22nd March 2016 press night at the Royal Shakespeare Company, for Hamlet, the foyer and bar is packed. Tangents of conversation shoot up and sprout all over, colouring the atmosphere; there is a wonderful blend of demographics that makes me feel at ease.
The sun is beginning to set in the spring sky the perfect setting for the beginning of a ‘Player's Play’.
I am about to see one of Shakespeare’s longest plays, 2 hours and 55 minutes (not to mention the 20 minute interval the RSC provide) and arguably his most famous.
I say arguably, only because the tale of ‘Two Star-crossed lovers’ always springs to mind first. However I do contend that Hamlet is the most quoted, with one-liners of his famous soliloquies and speeches from other noted characters used in everyday language. From Academia to Pop Culture.
I know in the past when facing a mild dilemma I have busted-out the old "To be, or not to be: that is the question." (Act III, Scene I)
Or for instance “To this above all: to thine own self be true." (Act I, Scene III) sage advice from Polonius (Cyril Nri) to his son Laertes (Marcus Griffiths) ahead of his travels to France. Simply put, Polonius is telling his son "be yourself regardless of the challenges you may face." Advice that resonates 400 years later in what can sometimes be a conformist society.
It is unfortunate then that in the context of the play, Polonius’s advice is nothing more than a foreshadowing plot device that reeks of irony as neither Polonius nor Laertes heeds the advice that Polonius gives in this scene, and both perish due to their lack of adherence.
Other themes overwhelmingly present in this contemporary re-imagining of Hamlet by director Simon Godwin: morality, madness, death and most surprisingly humour.
The humour has lain glistening beneath the surface of the text for hundreds of years but few productions have dared to pluck and play with it as startling as Godwin’s, this is also where Paapa Essiedu shines and is so different from the many other actors that have played the tortured and fragile Prince of Denmark.
Essiedu’s comedic timing with the verse was wonderful to experience, some of the young people not familiar with Shakespearean language or the play, found themselves laughing at all the right moments and engaging with the play as a whole.
Essiedu’s portrayal of the Prince is also unnerving and unsettling, you start to wonder when the Prince has stopped pretending and has truly gone mad. Essiedu masters this with his frantic pacing, high energy and vacant wide eyes. This raises questions when reflecting on morality, Hamlet's choices and impulses beg the question, what gives him the right to act as such without consequences?
Other elements of the play that allowed for suspension of disbelief and engagement was the choice to modernise the time and contextual influences of the play.
It is clearly contemporary and African in aesthetics yet still set in Denmark. This artistic choice works very well for a predominantly black cast, and adds a level of vibrancy (achieved with music, costume and set design) that has rarely ever been replicated in any other Hamlet I have seen.
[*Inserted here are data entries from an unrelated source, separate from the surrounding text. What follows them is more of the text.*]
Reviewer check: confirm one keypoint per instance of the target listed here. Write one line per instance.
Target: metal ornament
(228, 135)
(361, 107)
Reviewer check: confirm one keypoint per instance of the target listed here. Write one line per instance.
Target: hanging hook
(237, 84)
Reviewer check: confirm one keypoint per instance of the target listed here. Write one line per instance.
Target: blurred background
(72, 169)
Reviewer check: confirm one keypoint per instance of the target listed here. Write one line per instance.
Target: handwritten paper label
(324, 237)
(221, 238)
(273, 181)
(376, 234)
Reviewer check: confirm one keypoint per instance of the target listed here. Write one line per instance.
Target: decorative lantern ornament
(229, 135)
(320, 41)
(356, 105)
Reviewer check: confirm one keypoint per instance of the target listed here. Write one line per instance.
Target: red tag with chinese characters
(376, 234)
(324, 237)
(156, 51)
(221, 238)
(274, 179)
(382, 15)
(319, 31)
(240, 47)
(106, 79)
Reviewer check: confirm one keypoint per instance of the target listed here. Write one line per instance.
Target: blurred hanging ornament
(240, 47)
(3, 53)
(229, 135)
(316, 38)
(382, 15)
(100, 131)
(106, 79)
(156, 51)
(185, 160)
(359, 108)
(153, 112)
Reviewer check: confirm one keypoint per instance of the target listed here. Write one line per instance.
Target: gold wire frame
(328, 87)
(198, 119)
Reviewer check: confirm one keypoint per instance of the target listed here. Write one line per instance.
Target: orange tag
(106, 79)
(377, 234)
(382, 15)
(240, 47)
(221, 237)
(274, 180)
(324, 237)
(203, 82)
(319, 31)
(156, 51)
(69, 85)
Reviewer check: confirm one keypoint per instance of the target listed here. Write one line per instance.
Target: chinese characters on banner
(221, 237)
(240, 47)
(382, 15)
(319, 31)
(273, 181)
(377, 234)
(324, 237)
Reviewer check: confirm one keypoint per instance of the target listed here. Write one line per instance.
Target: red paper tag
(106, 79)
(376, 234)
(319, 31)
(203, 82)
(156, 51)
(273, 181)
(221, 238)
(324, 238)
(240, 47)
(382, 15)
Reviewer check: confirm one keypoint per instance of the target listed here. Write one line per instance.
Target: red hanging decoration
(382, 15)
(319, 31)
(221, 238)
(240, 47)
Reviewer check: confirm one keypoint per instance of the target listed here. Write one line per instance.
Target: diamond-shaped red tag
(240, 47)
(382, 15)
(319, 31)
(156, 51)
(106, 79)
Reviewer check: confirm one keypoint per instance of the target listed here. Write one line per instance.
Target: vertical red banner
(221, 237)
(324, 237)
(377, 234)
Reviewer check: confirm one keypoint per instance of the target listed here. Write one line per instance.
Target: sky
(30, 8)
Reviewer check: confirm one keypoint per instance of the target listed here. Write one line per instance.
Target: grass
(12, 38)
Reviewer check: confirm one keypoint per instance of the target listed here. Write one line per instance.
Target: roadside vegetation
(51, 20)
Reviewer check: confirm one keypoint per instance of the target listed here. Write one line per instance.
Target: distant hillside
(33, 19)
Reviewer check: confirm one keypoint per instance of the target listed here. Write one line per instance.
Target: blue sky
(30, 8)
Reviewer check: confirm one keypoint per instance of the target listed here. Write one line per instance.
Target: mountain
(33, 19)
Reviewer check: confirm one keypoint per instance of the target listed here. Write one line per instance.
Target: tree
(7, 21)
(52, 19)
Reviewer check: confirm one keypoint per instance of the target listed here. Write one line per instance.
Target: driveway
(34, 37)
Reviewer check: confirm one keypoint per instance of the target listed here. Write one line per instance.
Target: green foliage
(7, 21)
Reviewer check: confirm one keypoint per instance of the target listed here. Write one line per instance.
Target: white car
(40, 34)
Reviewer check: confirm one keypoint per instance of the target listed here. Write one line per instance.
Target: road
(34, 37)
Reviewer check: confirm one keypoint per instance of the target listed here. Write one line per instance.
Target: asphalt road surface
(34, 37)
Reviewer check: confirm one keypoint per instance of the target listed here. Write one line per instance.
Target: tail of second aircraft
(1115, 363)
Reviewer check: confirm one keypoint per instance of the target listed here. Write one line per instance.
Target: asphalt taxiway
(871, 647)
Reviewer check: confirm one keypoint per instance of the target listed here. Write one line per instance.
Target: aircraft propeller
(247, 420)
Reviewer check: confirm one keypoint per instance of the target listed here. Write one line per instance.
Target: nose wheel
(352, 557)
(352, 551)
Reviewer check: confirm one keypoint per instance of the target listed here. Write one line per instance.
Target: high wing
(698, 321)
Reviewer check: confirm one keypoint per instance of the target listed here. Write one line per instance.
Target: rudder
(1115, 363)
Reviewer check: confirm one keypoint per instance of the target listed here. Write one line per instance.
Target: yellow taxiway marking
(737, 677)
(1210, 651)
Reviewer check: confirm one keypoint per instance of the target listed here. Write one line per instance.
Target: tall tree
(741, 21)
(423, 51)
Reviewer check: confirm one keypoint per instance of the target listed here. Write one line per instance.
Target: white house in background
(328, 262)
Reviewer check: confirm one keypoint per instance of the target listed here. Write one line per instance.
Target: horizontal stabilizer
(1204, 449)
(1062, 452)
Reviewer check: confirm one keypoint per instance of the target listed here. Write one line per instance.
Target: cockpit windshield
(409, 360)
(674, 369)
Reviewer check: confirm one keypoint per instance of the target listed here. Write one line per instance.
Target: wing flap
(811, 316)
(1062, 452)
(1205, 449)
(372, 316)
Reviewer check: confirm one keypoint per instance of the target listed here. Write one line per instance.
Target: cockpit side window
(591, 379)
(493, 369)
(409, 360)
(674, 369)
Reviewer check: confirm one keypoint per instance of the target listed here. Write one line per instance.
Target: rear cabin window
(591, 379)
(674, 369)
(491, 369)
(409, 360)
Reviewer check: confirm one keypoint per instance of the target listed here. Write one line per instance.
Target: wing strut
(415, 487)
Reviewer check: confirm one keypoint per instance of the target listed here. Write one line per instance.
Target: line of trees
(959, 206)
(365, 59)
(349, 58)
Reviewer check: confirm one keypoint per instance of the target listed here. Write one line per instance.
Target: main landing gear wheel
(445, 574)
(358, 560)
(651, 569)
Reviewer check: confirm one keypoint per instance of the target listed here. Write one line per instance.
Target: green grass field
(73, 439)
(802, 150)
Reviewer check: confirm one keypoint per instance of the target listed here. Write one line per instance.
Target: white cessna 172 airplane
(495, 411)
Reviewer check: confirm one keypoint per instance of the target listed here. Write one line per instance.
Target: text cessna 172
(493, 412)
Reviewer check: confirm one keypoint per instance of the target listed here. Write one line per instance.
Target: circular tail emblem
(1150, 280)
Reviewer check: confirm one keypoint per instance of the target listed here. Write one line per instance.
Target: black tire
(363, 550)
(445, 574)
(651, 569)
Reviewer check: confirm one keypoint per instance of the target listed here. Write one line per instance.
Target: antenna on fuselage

It can be quite jarring though when a character refers to where they are as “Denmark”, when the aesthetics feel anything but. I would argue though that this adds a sense of alienation for the audience which in turn, helps us to empathise with Hamlet; who has returned home to a world that is forever changed.
Overall the play is solid and vibrant (literally lots of dayglow lighting, think rich oranges and yellows). I can’t end without commenting on the strong female leads played by Tanya Moodie and Natalie Simpson, Moodie as Gertrude and Simpson as Ophelia.
Simpson’s Ophelia meanders away from the usually subservient, she is dutiful and obedient; yet she is fierce and dare I say alive her portrayal of the ‘Mad scene’ Act IV Scene V is standout.
The image of her ripping her hair out and handing it out instead of the standard herbs and flowers lingers in my memory days later.
Moodie’s interpretation of Queen Gertrude at first may seem subtle, but when you consider Gertrude is a powerless Queen and wife to an implied tyrant, one can understand her artistic decision to reign it back.
Shakespeare has allotted Gertrude few lines, but that does not stop Moodie’s Gertrude from being ever present, the Queens tongue is still but you can tell her mind is racing and the tension she experiences are palpable. This for me is the mark of a truly great actor, always being switched-on even when no one is supposed to be watching you.
This production of Hamlet is a fresh take on an old tale, I thoroughly enjoyed it, in-fact I’m off to see it again on the 6th of April! This production runs until the 13th of August 2016 at the Royal Shakespeare Theatre, Stratford-Upon-Avon and is in cinemas from June 8th. Don’t miss your chance to experience this truly wonderful play. Go see it now!